Sec. 8. (a) Except as provided in section 7, a patient and a patient’s primary caregiver, if any, may assert the medical purpose for using marihuana as a defense to any prosecution involving marihuana, and this defense shall be presumed valid where the evidence shows that:

(1) A physician has stated that, in the physician’s professional opinion, after having completed a full assessment of the patient’s medical history and current medical condition made in the course of a bona fide physician-patient relationship, the patient is likely to receive therapeutic or palliative benefit from the medical use of marihuana to treat or alleviate the patient’s serious or debilitating medical condition or symptoms of the patient’s serious or debilitating medical condition;

(2) The patient and the patient’s primary caregiver, if any, were collectively in possession of a quantity of marihuana that was not more than was reasonably necessary to ensure the uninterrupted availability of marihuana for the purpose of treating or alleviating the patient’s serious or debilitating medical condition or symptoms of the patient’s serious or debilitating medical condition; and

(3) The patient and the patient’s primary caregiver, if any, were engaged in the acquisition, possession, cultivation, manufacture, use, delivery, transfer, or transportation of marihuana or paraphernalia relating to the use of marihuana to treat or alleviate the patient’s serious or debilitating medical condition or symptoms of the patient’s serious or debilitating medical condition.

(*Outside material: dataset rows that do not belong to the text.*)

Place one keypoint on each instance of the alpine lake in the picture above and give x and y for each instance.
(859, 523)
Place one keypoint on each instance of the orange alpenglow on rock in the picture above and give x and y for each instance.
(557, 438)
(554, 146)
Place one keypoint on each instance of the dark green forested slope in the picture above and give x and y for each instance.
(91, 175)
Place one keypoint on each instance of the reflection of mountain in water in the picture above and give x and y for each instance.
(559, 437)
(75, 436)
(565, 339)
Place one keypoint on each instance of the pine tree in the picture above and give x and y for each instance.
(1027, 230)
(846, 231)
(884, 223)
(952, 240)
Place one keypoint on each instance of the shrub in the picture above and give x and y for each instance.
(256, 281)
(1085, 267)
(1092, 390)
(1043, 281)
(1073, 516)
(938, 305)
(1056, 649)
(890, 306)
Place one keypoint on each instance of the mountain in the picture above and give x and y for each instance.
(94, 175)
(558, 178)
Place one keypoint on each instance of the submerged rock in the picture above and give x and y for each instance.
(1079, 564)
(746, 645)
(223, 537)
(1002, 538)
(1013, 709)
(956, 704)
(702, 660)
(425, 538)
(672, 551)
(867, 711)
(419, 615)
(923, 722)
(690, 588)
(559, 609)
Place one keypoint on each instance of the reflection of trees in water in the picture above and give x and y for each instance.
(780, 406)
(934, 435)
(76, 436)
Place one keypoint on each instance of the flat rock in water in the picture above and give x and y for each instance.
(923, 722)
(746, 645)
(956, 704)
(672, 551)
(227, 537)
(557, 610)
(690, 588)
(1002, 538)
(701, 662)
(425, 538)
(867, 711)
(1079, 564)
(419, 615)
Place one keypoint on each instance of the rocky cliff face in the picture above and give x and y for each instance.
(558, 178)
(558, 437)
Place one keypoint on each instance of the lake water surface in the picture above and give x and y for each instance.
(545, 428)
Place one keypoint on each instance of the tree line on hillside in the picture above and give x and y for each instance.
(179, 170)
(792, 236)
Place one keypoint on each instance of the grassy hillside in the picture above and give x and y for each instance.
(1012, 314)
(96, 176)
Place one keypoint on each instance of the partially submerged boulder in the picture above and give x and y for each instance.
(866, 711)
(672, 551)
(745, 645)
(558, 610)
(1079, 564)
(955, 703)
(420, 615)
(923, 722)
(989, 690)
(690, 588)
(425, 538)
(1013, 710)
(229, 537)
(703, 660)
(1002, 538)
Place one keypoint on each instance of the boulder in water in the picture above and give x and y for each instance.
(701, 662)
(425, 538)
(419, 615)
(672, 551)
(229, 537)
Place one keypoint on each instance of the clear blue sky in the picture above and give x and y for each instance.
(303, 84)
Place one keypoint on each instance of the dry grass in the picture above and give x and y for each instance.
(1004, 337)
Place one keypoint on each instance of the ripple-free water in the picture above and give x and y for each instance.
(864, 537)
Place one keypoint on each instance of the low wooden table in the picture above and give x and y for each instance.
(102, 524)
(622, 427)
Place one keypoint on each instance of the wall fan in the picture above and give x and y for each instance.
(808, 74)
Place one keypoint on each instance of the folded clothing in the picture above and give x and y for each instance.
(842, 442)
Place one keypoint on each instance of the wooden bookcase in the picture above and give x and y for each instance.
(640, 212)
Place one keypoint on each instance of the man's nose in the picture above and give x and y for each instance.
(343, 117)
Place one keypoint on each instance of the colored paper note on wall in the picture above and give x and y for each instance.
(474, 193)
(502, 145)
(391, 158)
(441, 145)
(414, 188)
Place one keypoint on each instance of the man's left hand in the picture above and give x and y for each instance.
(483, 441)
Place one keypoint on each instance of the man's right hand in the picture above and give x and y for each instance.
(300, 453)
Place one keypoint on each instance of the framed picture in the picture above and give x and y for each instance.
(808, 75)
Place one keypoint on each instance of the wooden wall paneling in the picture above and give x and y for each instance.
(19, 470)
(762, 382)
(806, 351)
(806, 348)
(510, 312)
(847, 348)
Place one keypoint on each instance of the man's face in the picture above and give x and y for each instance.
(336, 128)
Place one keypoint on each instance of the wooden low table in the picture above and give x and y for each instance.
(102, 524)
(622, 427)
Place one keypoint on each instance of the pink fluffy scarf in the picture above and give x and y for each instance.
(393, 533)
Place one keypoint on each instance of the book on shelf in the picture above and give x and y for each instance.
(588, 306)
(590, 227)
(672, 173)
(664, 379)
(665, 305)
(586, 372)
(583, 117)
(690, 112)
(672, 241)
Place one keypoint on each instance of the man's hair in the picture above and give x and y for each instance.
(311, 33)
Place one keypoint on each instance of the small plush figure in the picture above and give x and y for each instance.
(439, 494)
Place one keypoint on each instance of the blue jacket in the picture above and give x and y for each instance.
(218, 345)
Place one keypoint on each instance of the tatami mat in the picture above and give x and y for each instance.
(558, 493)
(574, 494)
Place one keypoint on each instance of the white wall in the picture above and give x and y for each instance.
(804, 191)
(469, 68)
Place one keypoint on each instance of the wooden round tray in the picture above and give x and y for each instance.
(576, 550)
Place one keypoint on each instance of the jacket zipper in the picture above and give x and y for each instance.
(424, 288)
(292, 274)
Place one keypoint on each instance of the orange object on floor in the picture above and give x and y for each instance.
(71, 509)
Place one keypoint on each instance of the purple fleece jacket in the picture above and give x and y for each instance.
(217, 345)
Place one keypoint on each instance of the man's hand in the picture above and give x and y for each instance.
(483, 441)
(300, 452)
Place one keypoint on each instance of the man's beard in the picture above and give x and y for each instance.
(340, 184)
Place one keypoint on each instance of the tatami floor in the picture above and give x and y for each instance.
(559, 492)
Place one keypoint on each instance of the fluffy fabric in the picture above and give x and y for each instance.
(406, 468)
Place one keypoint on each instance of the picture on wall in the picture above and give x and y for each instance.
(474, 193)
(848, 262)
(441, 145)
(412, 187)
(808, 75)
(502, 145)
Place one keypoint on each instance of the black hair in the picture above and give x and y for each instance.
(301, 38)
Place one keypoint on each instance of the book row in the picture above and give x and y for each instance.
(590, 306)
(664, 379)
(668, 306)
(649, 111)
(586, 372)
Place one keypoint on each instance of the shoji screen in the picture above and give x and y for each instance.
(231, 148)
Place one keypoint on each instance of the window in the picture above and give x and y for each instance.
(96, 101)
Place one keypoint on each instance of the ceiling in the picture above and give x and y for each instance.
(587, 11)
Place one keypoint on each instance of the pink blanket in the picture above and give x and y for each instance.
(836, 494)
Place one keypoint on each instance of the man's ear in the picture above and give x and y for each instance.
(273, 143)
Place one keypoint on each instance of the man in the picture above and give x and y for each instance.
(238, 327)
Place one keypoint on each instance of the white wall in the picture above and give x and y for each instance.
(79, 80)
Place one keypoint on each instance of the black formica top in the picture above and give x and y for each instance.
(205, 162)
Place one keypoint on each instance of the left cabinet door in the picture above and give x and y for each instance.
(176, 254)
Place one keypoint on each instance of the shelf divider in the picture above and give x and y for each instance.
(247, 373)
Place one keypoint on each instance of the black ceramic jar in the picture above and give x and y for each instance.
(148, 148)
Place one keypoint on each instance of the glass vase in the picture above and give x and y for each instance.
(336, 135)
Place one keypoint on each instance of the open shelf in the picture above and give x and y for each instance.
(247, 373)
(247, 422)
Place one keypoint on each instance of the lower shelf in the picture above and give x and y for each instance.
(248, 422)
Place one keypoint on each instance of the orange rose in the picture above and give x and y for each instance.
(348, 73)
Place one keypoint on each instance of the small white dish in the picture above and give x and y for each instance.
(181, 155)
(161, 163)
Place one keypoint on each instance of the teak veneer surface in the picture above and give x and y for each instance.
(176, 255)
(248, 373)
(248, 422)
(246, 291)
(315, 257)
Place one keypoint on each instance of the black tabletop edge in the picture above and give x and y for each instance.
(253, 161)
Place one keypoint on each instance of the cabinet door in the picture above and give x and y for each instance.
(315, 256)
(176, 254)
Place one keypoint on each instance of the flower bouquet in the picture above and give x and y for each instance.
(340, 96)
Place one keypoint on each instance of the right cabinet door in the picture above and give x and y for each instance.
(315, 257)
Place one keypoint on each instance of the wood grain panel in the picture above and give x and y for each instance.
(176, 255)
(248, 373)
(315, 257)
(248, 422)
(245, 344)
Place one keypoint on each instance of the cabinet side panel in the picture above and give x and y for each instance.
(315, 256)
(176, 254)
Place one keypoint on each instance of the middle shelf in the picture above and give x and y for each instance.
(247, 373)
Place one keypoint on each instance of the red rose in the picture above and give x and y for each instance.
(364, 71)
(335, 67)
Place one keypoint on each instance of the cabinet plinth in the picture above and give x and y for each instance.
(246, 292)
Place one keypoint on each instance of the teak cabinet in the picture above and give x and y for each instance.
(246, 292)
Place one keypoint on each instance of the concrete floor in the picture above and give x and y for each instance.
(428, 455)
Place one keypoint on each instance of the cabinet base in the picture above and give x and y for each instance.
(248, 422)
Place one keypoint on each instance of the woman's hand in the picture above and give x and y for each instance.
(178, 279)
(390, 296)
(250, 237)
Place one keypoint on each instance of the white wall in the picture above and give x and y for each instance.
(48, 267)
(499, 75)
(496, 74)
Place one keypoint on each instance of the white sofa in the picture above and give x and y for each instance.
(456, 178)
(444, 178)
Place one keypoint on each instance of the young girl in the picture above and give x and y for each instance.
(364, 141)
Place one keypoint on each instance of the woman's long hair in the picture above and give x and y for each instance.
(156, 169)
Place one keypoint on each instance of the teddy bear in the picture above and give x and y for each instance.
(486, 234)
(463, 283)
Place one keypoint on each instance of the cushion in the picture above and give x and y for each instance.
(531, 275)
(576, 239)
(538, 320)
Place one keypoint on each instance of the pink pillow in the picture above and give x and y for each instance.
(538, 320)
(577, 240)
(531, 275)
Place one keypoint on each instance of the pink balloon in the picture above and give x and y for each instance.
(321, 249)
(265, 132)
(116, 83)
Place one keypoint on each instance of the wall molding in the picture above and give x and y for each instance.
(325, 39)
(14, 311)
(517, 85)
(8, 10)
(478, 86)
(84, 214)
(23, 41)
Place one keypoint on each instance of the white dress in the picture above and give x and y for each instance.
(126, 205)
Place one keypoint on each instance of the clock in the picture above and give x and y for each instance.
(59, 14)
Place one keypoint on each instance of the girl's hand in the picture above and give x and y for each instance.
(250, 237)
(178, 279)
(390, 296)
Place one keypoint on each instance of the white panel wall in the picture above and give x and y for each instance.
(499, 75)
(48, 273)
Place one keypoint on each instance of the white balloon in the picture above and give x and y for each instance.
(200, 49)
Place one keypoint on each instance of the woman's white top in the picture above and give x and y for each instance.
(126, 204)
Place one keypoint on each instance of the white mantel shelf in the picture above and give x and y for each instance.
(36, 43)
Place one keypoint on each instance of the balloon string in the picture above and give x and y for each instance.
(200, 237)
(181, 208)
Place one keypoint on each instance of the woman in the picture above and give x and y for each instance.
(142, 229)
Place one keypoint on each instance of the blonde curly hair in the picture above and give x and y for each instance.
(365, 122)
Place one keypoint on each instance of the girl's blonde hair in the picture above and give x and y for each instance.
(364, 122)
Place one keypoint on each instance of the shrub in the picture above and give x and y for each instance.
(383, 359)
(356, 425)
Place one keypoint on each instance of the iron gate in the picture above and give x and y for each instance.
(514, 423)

(b) A person may assert the medical purpose for using marihuana in a motion to dismiss, and the charges shall be dismissed following an evidentiary hearing where the person shows the elements listed in subsection (a).

(c) If a patient or a patient’s primary caregiver demonstrates the patient’s medical purpose for using marihuana pursuant to this section, the patient and the patient’s primary caregiver shall not be subject to the following for the patient’s medical use of marihuana:

(1) disciplinary action by a business or occupational or professional licensing board or bureau; or

(2) forfeiture of any interest in or right to property.